HC Deb 08 August 1901 vol 99 cc33-4
CAPTAIN SINCLAIR (Forfarshire)

I beg to ask the Secretary of State for War whether he can announce the date on which the Fife and Forfar Yeomanry, who recently returned from South Africa, will receive the pay due to them and their formal discharges; and whether he can state what length of furlough will be given to the men who have served for over a year in South Africa; and whether he will consider the advisability of paying the men up to the day when they are actually discharged and able to resume civil employment.

LORD STANLEY

The men of this company were discharged seven days after arrival, having been granted the usual seven days furlough after disembarkation. They have been paid in accordance with general instructions an interim payment of four-fifths of the sum apparently due to them. They will receive all pay due to them as soon as ever the pay sheets are rendered.

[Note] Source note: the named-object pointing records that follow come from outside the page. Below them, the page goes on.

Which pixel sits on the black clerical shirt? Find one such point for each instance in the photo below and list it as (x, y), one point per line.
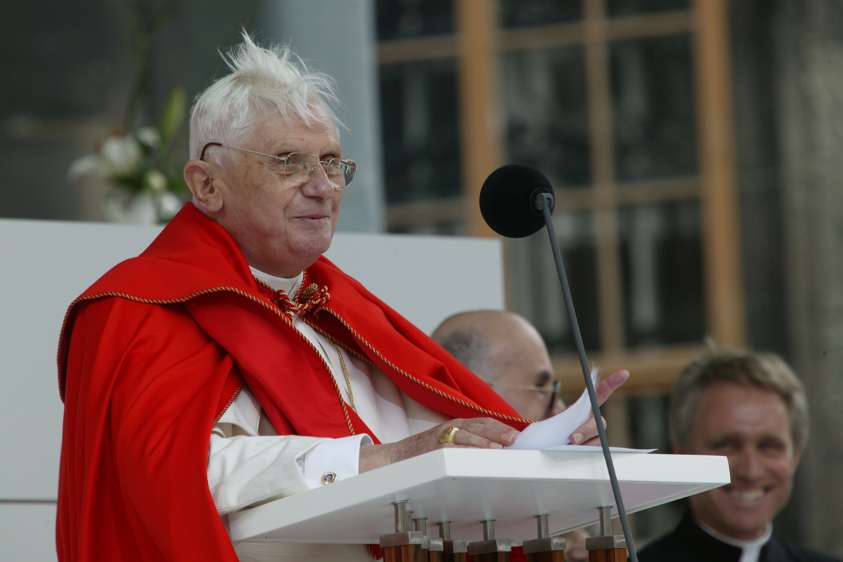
(689, 543)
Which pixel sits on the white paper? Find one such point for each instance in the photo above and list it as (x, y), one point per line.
(557, 430)
(595, 449)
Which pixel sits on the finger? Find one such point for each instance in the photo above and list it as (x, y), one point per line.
(607, 386)
(586, 432)
(490, 429)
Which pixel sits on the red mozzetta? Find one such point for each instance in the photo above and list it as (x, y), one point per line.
(151, 355)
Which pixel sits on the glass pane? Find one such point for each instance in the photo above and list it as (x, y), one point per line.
(631, 7)
(526, 13)
(404, 19)
(662, 267)
(420, 131)
(544, 101)
(447, 228)
(535, 288)
(653, 108)
(647, 422)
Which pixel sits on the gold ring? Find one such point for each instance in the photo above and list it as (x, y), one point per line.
(447, 436)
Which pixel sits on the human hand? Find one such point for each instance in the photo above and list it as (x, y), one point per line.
(586, 434)
(481, 433)
(575, 546)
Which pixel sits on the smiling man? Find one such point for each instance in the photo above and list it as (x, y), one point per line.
(751, 408)
(231, 364)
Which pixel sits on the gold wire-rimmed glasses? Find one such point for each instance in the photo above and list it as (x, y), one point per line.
(551, 395)
(299, 166)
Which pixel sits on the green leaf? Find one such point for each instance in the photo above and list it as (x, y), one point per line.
(173, 115)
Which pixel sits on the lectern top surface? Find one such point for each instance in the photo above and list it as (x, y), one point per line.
(465, 486)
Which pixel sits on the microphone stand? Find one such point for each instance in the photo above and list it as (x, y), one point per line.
(544, 202)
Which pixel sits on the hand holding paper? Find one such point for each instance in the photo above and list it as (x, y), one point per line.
(576, 418)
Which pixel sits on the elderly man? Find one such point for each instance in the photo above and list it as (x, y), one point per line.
(509, 353)
(751, 408)
(230, 363)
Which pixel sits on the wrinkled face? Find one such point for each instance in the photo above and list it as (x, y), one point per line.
(750, 426)
(282, 227)
(522, 373)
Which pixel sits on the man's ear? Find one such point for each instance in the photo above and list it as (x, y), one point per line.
(200, 179)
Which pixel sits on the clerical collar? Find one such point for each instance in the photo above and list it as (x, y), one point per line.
(745, 545)
(289, 285)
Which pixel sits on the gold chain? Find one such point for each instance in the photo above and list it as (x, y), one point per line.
(346, 376)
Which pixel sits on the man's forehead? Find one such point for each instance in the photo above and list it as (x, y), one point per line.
(279, 130)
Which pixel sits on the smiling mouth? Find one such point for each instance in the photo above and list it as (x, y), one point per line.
(746, 497)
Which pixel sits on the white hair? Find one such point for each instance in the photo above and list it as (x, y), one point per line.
(261, 80)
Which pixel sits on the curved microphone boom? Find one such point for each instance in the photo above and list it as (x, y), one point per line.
(517, 201)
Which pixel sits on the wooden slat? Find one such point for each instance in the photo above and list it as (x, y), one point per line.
(652, 370)
(649, 25)
(724, 293)
(480, 112)
(400, 51)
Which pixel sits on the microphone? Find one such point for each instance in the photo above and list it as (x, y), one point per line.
(517, 201)
(508, 200)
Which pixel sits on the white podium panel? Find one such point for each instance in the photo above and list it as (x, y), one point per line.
(465, 486)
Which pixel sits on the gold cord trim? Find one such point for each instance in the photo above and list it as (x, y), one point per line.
(418, 381)
(265, 304)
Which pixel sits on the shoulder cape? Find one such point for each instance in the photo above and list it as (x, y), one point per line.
(152, 354)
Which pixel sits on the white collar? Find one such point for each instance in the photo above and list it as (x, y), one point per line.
(743, 544)
(289, 285)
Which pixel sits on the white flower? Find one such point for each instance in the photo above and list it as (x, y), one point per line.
(155, 180)
(168, 205)
(87, 167)
(149, 136)
(121, 155)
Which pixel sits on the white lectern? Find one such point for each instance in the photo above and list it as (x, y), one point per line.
(467, 486)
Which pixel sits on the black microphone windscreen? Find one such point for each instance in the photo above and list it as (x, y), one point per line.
(507, 200)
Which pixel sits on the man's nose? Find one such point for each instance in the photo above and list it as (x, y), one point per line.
(746, 464)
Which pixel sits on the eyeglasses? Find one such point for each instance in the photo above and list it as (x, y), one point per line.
(541, 393)
(299, 166)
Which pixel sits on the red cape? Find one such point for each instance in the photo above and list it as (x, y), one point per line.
(152, 354)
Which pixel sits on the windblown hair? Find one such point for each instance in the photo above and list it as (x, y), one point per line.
(766, 371)
(261, 81)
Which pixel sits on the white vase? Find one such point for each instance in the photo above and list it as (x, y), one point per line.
(145, 207)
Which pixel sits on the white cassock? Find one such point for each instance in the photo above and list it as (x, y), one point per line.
(250, 464)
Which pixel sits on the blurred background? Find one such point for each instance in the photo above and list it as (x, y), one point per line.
(694, 145)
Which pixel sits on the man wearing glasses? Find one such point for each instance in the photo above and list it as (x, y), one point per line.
(230, 363)
(510, 354)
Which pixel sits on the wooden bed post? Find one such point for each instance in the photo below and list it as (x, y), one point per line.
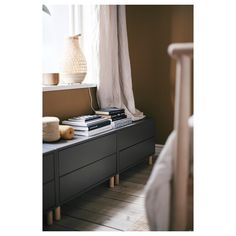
(182, 52)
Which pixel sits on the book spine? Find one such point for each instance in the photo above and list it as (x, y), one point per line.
(86, 118)
(118, 117)
(92, 126)
(93, 132)
(75, 122)
(99, 125)
(115, 112)
(121, 123)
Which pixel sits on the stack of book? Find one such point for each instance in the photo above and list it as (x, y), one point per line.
(116, 115)
(88, 125)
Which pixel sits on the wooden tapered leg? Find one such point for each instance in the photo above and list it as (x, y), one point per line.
(57, 213)
(150, 160)
(50, 218)
(112, 180)
(117, 179)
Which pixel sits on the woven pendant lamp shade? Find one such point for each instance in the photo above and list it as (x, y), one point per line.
(73, 66)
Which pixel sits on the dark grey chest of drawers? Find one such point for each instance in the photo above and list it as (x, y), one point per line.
(71, 167)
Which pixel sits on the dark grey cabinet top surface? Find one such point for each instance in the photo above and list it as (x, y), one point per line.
(61, 144)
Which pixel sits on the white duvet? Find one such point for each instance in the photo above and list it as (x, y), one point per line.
(158, 188)
(157, 198)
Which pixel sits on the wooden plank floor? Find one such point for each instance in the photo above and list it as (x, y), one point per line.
(108, 209)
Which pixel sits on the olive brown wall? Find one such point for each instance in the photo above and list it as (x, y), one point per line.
(68, 103)
(150, 30)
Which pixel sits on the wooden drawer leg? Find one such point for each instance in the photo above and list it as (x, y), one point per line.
(117, 179)
(49, 218)
(57, 213)
(150, 160)
(112, 180)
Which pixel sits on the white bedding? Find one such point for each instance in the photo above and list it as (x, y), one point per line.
(157, 199)
(158, 188)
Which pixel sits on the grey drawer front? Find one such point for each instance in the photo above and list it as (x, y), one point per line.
(135, 154)
(78, 156)
(48, 195)
(135, 134)
(83, 178)
(48, 168)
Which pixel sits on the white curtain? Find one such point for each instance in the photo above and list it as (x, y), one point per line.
(110, 57)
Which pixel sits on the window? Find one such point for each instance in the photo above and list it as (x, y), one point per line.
(64, 21)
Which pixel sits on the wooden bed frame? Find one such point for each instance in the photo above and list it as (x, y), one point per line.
(183, 53)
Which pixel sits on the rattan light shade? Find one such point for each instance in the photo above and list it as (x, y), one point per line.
(73, 66)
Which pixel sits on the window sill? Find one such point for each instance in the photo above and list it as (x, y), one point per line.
(47, 88)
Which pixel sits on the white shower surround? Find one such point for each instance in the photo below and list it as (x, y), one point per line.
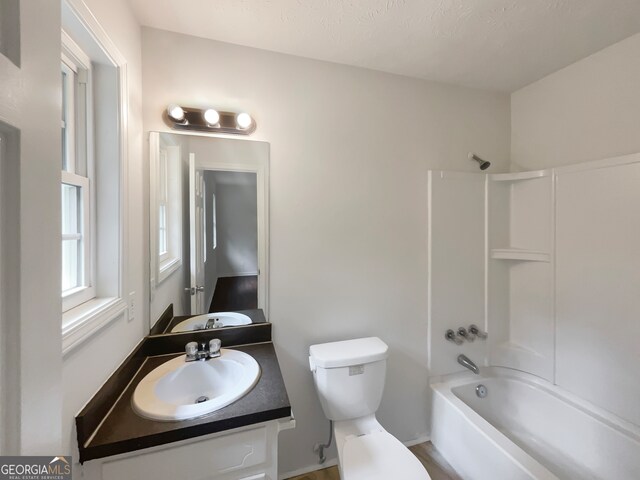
(526, 428)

MR. BROMLEY-DAVENPORT (Cheshire, Macclesfield)

As the Financial Secretary to the War Office appears to throw responsibility for the payment or non-payment of the Imperial Yeomen on the officers commanding companies, may I ask him whether it is not almost impossible for officers to pay finally their men in this country until the pay sheets which are necessarily with the unit in South Africa, have been passed by the paymaster there? † See preceding Volume, page 1408.

LORD STANLEY

My hon. friend is perfectly correct. The Yeomanry who have come back are time-expired men, and the unit to which they belong is still out in South Africa. The pay sheets, therefore, contain the names not only of the men still out there, but of all the men who have come home, and until the pay sheets are properly checked in South Africa and sent back it is impossible for the officers commanding companies properly to render the pay sheets. We are expediting matters in every way possible, and meanwhile we a re trying to alleviate matters by giving the men four-fifths of what is held to be due to them.